I get so emotional even thinking about this — and I write this through teary eyes.
Somehow, when we remember our loved ones we think about all the things we didn’t do or say, or regret some of the things we did say which we wish we hadn’t.
In that moment of feeling my father’s love, it suddenly became clear to me that in the great scheme of things, these regrets did not matter. Somehow that realisation gave me a sense of completion with my father.
So know that during this period of your grieving, in time you’ll get over your regrets and bask in their love that will always be there.
“To live in hearts we leave behind, is not to die” — Thomas Campbell
Your departed loved one will also always be with you too, no matter what — and they will always continue to live in your heart.
Remember to not only mourn the passing of your dear one, but also to celebrate their life.
Remember them and pledge to yourself to make the most of each day and the most of this fleeting life that we are all so lucky to have.
Yes, we do live in a beautiful world and there is so much goodness in us and around us. But it is also the nature of life that we are meant to experience the excruciating pain of a loss of a loved one.

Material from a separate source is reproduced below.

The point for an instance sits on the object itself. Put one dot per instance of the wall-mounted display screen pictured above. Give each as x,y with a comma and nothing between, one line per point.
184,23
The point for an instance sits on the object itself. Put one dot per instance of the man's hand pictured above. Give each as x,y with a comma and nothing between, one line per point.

Yet, life can also give us such heart rending, excruciatingly painful experiences that it takes all we have and much more to even get through each day.
Maybe we never ever truly get over the loss of a loved one.
Maybe we never completely heal, but just cover it up.
Maybe with time the pain just diminishes but never totally goes away.
But our love lives on forever.
Remember that Everything Changes — and This Too Will Pass
As you grieve the loss of your loved one, remember that everything changes.
Buddhist and Yogic traditions teach us about the futility of fighting to hold on to what we have — everything changes and ultimately we all go back to where we came from.
What helped get me through my darkest days of grief was this little mantra I adopted and kept repeating to myself — this too will pass.
Incredibly 10 years have now passed — and here I am wondering where that time has gone.
My excruciating pain and despair did pass — and though the void and sadness will always be there, I am left with treasured and beautiful memories of my father.
No matter what your beliefs about spirituality, the afterlife and reincarnation, take comfort that your departed loved one is at peace — and they are at peace with you.
And their deep love will always be with you.